Bonnie’s first poem to be published was called “The Story of Suicide Sal.” Parker wrote the poem in 1932 on various scraps of paper while she was being held in the Kaufman jail. The poem was published in newspapers around the country after it was found during the raid on Bonnie and Clyde’s hideout in Joplin, Missouri, on April 13, 1933.
The Story of Suicide Sal
We each of us have a good “alibi”
For being down here in the “joint;”
But few of them really are justified
If you get right down to the point.
You’ve heard of a woman’s glory
Being spent on a “downright cur,”
Still you can’t always judge the story
As true, being told by her.
As long as I’ve stayed on this “island,”
And heard “confidence tales” from each “gal,”
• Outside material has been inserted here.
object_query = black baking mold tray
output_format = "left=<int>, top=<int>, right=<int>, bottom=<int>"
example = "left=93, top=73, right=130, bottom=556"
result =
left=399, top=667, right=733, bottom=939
Only one seemed interesting and truthful —
The story of “Suicide Sal.”
Now “Sal” was a gal of rare beauty,
Though her features were coarse and tough;
She never once faltered from duty
To play on the “up and up.”
“Sal” told me this take on the evening
Before she was turned out “free,”
And I’ll do my best to relate it
Just as she told it to me:
I was born on a ranch in Wyoming;
Not treated like Helen of Troy;
I was taught that “rods are rulers”
And “ranked” as a greasy cowboy.
Then I left my old home for the city
To play in its mad dizzy whirl,
Not knowing how little pity
It holds for a country girl.
There I fell for “the line” of a “henchman,”
A “professional killer” from “Chi;”
I couldn’t help loving him madly;
For him even now I would die.
One year we were desperately happy;
Our “ill gotten gains” we spent free;
I was taught the ways of the “underworld;”
Jack was just like a “god” to me.
I got on the “F.B.A.” payroll
To get the “inside lay” of the “job;”
The bank was “turning big money!”
It looked like a “cinch” for the “mob.”
Eighty grand without even a “rumble”-
Jack was the last with the “loot” in the door,
When the”teller” dead-aimed a revolver
From where they forced him to the floor.
I knew I had only a moment –
He would surely get Jack as he ran;
So I “staged a “”big fade out” beside him
And knocked the forty-five out of his hand.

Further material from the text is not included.